Over time it is very difficult to lose money on real estate purchased as your personal residence. The forced “savings effect” of a standard mortgage, tax advantages for capital gains, and over 200 years of economic data indicate that owning your home is the best investment you will make for your lifestyle and your future. While economic windfalls or turmoil may swirl around you, owning your home is the easiest way to increase wealth over a reasonable time through “equity creation via forced savings” and “capital appreciation,” due to economic growth and inflation.
Let’s look at today’s environment. If you’re trying to time the “bottom” of our latest down cycle – you missed it. Statistically, it probably occurred in mid 2009. Since then, prices have fluctuated and settled at about 9% lower than peak 2007 levels. Today, it’s fair to say, real estate prices are flat (fluctuating a percent up or down) depending on homestyle.
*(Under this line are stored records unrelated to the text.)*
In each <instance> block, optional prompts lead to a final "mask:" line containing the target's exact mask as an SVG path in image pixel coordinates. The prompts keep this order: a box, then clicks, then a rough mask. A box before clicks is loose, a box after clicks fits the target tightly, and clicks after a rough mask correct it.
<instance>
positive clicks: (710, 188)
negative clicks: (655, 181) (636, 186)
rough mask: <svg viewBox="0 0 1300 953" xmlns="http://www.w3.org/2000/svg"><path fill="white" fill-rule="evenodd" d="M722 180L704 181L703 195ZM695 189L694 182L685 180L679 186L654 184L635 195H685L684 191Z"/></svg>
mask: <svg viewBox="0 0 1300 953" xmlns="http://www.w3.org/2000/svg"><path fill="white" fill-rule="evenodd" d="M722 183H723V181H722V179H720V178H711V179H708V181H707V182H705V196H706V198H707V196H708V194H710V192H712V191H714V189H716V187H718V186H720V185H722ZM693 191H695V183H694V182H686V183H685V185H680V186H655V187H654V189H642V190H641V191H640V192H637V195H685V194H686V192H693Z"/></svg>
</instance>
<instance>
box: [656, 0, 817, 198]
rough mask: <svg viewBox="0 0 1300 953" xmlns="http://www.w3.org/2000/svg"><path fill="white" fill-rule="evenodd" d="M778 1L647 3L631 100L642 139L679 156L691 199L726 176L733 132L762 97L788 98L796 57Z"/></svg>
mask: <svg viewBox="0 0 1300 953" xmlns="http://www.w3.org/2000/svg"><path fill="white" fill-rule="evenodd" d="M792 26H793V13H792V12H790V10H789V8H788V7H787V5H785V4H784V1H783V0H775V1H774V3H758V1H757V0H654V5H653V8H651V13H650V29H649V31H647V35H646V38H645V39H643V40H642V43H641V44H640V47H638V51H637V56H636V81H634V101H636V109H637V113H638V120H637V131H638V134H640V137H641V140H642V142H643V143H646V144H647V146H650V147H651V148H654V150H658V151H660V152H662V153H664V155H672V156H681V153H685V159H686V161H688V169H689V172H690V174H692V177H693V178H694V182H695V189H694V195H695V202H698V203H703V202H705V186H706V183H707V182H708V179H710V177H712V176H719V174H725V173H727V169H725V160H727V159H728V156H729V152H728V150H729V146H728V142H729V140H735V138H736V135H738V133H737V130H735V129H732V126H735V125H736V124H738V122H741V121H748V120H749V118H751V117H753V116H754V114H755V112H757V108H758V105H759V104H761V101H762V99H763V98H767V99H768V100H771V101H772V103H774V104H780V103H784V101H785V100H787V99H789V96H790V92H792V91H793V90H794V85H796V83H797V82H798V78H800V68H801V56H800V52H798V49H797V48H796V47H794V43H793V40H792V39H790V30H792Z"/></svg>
At the same time job creation and real wages are rising again. Only recently have interest rates risen from ridiculous lows and people, the driving force behind real estate consumption, are again moving to Alberta. Just like the previous four recessions, real estate prices will move past previous highs, because these factors form the foundation for a renewed positive cycle. So, I would say “the right time to buy is NOW.”
What should you buy? Well, that’s up to you and your personal situation. Today, Edmonton’s condo market presents great opportunities for first buyers. For instance, The Royal Bank reported February 25th that Alberta is again the most affordable place in Canada to own a home, and condos are by far the most affordable – requiring on average only 27% of income. A surge in new townhome and duplex building has also placed “price pressure” on these home styles making them another great option if you want more space and a yard.
So, don’t sit and wait. The faster you buy, the faster you get the “time value of money” and “equity growth” working for you. And, as history has repeatedly shown, it’s the easiest way to a better financial future and a comfortable lifestyle.